07-31-2008, 05:31 PM
|
#7
|
A car crash mind
Join Date: Aug 2005
Age: 36
Posts: 9,788
|
Re: Love is...
Quote:
Never experienced heartbreak, and hope to never experience it, but I know what it feels like... It sucks
|
How can you know what it feels like if you've never experienced it. I mean you contradicted yourself in the same sentence.
Ok though, poem time:
Quote:
Love is a mental illness
That chips away at your sanity
Playing games with your conscience
Altering your grip of reality
|
Ok ok, dark depressing start.
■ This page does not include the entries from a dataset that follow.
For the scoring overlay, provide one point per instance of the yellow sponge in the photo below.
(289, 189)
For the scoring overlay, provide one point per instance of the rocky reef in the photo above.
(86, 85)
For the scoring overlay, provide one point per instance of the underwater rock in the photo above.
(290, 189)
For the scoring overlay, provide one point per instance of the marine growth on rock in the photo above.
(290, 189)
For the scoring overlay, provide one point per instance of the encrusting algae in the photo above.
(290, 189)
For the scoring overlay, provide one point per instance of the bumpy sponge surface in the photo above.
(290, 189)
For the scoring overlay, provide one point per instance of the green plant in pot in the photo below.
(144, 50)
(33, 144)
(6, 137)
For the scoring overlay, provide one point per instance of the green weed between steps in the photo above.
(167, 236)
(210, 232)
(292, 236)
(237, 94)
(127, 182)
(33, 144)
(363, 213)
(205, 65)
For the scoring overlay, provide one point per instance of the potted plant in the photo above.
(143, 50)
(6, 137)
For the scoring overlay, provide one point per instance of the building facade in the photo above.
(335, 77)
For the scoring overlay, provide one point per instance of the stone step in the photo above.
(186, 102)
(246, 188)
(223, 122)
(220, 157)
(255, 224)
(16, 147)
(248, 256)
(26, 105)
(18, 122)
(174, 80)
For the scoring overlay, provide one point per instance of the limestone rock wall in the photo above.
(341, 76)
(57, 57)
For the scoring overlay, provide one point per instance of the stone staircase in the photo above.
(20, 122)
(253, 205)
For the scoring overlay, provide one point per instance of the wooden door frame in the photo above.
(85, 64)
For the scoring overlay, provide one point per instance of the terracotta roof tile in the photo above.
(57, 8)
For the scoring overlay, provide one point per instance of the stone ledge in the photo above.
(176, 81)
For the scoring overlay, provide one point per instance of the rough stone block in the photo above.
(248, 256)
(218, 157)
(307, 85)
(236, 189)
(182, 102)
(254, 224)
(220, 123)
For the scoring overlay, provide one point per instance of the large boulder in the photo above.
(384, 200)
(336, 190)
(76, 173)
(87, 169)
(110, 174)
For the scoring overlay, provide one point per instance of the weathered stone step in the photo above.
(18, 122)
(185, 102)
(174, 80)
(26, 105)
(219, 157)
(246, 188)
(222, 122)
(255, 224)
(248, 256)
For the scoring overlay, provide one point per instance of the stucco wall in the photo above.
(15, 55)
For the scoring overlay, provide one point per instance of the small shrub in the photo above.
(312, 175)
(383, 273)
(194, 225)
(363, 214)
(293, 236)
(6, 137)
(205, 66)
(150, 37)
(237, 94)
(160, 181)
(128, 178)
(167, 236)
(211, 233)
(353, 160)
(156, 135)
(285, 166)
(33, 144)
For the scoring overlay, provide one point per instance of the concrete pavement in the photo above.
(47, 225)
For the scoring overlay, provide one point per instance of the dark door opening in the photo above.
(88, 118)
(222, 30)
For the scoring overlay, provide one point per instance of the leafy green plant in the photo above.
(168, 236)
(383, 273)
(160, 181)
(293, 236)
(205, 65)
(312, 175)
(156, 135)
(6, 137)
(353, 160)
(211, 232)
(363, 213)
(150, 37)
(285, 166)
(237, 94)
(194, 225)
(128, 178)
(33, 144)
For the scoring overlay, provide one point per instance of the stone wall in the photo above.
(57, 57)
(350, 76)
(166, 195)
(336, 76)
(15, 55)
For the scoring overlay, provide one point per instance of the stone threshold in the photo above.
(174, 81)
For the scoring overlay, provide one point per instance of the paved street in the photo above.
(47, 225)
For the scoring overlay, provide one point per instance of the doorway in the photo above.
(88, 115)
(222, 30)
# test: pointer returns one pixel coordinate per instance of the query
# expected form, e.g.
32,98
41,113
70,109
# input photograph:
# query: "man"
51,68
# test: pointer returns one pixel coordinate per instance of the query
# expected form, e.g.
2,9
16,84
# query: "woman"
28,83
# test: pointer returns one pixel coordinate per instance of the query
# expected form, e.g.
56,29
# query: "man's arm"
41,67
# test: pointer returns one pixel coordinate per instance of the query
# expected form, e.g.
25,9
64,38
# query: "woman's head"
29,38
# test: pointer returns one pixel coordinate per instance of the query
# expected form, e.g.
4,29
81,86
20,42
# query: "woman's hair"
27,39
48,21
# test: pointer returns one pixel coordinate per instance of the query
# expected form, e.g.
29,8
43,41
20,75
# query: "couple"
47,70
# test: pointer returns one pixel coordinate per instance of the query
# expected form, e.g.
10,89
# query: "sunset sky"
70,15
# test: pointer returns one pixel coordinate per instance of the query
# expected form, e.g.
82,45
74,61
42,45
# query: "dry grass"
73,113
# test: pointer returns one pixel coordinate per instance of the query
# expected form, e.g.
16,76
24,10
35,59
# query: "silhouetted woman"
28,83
Obviously hates love.
Quote:
Love is a desire;
A lust, a must, a want
Something no human has ever denied
Something no human has ever forgot
|
People deny love all the time. People also fall in and out of love and technically "forget" they ever loved people in the past. Both those lines don't fit in with the rest of your poem, in the sense that love can be full of "lust", "must", and "want".
Quote:
Love is passion
A strong bond between two souls
A bond never to be broken
Only if one breaks it first
|
Last two lines don't fit well.
Quote:
Love is a game
Played hoping to win
But like all games, someone either cheats
Or gives up altogether
|
Again, far too "wah wah" for my liking. There's no real talent here, you're just writing like millions of others over a small insignificant event. I mean depressing or what. Someone always cheats or gives up in a game. Not really. I mean even the imagery isn't worked into it very well.
Quote:
Love is something that I once had
A mental illness, toying with my mind
All because of one boy
My mind is left with scars
|
Ya ok, entire thing doesn't really fit well with me because it's so generic, but hey, keep trying.